I have a very large dataframe with character values. I want to compare the rows to each other and create IDs based on the comparison. The problem is that there are NA in the df and that I want those be evaluated as matching any value. The other issue is that the IDs need to be created as well in the same step (or I'm thinking about the problem in a too complicated way).
Here's the toy df I created:
library(tidyverse)
library(purrr)
# make toy df
Set1 <- c("A", "B", "C","A")
Set2 <- c("A", "D", "B", "A")
Set3 <- c(NA, "B", "C", "A")
Set4 <- c("A", "G", "B", "A")
Set5 <- c("F", "G", NA, "F")
Set6 <- c("A", "B", "C", "C")
sets <- rbind(Set1, Set2, Set3, Set4, Set5, Set6)
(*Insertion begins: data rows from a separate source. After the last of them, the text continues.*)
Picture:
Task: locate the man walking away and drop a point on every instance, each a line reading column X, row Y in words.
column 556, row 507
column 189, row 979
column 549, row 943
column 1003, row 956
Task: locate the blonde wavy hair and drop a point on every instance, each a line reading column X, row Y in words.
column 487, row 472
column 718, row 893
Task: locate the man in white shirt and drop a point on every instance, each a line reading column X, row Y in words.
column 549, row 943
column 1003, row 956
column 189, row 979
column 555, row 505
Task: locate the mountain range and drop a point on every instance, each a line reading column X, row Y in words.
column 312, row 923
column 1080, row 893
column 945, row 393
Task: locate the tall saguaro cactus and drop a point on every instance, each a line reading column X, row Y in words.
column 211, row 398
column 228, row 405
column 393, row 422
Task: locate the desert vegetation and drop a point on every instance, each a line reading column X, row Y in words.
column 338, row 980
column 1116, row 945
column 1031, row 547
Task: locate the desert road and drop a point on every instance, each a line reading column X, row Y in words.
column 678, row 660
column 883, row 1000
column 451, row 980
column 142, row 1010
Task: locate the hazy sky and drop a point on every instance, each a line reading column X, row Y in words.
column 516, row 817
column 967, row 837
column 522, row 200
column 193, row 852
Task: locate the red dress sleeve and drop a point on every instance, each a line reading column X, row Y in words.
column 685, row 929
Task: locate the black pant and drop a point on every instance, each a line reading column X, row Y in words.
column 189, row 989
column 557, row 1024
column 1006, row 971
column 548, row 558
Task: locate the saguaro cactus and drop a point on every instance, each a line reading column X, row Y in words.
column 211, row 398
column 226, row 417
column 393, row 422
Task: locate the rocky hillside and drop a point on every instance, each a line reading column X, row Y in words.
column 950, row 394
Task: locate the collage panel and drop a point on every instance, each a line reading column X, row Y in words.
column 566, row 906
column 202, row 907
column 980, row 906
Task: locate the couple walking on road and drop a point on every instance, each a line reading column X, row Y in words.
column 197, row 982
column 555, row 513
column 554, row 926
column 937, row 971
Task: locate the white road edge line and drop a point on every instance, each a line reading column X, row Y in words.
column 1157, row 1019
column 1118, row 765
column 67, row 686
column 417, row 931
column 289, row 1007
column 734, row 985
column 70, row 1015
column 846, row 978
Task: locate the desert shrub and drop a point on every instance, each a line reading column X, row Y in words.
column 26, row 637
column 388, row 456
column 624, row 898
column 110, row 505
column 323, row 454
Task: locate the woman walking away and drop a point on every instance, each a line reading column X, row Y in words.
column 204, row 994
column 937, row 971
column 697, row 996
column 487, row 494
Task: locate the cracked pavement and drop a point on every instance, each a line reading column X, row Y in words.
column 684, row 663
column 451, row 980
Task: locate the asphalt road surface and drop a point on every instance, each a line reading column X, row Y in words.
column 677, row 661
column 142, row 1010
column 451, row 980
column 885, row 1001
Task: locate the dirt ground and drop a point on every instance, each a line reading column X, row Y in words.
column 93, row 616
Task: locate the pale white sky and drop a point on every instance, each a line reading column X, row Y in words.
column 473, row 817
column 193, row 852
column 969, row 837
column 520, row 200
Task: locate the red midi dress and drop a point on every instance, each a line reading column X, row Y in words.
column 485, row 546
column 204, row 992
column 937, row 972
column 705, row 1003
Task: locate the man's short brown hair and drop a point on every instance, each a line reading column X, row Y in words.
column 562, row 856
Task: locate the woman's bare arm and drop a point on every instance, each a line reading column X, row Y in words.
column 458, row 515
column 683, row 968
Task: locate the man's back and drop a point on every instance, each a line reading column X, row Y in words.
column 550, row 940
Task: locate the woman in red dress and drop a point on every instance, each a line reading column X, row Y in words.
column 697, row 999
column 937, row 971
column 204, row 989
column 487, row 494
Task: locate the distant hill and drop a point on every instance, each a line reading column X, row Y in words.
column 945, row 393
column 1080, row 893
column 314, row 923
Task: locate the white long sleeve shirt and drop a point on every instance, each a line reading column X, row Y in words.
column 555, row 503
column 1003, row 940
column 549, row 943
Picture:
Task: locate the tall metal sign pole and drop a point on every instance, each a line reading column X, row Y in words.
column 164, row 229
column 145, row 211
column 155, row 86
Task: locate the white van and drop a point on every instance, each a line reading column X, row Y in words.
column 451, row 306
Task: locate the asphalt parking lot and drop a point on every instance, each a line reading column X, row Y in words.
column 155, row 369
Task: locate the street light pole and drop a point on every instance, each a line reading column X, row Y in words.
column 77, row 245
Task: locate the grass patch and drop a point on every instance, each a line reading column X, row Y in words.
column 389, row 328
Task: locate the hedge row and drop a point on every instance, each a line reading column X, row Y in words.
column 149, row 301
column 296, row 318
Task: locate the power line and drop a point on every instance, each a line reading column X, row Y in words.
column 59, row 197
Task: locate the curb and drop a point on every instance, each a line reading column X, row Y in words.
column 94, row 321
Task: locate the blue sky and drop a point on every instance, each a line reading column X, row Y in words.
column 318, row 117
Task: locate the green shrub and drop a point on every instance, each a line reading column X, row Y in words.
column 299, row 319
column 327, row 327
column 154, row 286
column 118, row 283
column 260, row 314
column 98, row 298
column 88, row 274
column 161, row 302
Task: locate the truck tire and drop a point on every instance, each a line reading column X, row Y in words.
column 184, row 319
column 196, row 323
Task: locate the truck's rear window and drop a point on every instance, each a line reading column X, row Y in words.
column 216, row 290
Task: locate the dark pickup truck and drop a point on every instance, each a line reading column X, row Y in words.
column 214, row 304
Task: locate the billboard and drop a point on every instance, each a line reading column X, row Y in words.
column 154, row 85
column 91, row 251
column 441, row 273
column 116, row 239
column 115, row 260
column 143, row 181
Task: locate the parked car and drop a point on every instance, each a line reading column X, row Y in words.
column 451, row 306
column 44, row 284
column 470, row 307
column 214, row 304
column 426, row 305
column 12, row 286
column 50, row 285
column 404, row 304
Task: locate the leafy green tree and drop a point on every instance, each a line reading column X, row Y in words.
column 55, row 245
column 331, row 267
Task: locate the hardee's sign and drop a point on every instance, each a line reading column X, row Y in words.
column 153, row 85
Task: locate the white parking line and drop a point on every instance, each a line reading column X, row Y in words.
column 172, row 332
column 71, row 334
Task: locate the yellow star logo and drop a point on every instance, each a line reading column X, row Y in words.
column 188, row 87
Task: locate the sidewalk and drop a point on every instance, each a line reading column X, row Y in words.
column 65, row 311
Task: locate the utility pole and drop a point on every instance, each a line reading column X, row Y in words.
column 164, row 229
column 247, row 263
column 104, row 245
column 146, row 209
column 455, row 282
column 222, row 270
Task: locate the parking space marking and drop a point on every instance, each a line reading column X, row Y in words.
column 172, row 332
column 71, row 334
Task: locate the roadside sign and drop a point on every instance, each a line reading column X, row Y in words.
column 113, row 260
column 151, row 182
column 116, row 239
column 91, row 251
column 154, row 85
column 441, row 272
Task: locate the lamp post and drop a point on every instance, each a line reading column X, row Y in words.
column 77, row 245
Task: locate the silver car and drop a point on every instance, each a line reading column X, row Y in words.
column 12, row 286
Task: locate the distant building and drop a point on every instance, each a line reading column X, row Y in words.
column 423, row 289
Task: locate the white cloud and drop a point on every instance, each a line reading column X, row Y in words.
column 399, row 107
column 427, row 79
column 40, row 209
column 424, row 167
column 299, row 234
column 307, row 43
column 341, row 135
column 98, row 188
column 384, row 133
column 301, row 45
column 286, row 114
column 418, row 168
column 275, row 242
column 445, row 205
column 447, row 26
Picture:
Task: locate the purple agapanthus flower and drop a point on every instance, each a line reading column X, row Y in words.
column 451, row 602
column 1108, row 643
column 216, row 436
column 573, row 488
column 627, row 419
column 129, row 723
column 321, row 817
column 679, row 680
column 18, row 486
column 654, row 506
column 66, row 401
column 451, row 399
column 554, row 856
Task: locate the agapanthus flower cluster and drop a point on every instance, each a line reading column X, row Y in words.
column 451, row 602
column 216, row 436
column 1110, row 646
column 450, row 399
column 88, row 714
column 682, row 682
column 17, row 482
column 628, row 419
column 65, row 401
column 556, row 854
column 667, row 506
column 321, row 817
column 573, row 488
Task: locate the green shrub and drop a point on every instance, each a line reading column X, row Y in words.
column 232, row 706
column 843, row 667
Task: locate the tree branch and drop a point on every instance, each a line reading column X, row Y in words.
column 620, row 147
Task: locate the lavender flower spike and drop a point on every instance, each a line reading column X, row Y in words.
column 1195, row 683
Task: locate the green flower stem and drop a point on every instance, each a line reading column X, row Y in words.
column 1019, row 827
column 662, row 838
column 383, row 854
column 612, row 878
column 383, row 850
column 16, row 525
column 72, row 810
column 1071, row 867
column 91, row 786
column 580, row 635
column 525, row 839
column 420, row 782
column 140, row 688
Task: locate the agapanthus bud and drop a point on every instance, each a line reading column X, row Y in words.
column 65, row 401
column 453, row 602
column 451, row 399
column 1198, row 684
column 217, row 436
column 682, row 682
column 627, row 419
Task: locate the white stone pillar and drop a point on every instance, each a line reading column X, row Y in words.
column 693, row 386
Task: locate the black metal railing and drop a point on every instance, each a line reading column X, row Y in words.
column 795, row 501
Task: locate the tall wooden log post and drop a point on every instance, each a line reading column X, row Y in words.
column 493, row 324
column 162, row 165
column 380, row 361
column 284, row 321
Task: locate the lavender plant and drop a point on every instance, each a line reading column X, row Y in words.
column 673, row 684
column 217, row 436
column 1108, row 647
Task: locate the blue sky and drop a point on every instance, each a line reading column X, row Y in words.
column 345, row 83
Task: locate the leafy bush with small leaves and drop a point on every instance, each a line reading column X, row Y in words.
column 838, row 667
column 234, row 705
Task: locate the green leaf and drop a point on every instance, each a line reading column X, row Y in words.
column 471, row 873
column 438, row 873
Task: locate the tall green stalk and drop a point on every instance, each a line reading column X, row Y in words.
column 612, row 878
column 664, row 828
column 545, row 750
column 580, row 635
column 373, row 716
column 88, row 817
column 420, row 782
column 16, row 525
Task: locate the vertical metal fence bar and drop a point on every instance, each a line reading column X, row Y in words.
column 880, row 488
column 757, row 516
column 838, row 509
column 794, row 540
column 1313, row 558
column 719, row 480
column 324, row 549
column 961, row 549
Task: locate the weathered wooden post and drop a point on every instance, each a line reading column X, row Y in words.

colnames(sets) <- c("Var1", "Var2", "Var3", "Var4")
sets
Var1 Var2 Var3 Var4
Set1 "A" "B" "C" "A"
Set2 "A" "D" "B" "A"
Set3 NA "B" "C" "A"
Set4 "A" "D" "B" "A"
Set5 "F" "G" NA "F"
Set6 "A" "B" "C" "C"
And here's the desired output, either as a separate df or as a new column, either one would be just as good:
# as new column
Var1 Var2 Var3 Var4 COMP
Set1 "A" "B" "C" "A" "Group1"
Set2 "A" "D" "B" "A" "Group2
Set3 NA "B" "C" "A" "Group1"
Set4 "A" "D" "B" "A" "Group3"
Set5 "F" "G" NA "F" "Group4"
Set6 "A" "B" "C" "C" "Group5"
# as new df
COMP
Set1 "Group1"
Set2 "Group2
Set3 "Group1"
Set4 "Group3"
Set5 "Group4"
Set6 "Group5"
I'm thinking this can be achieved with rowwise()
and map
, but even after reading similar questions I cannot figure out exactly how to achieve this, especially how to name the new groups consecutively and consistently. Any ideas would be much appreciated.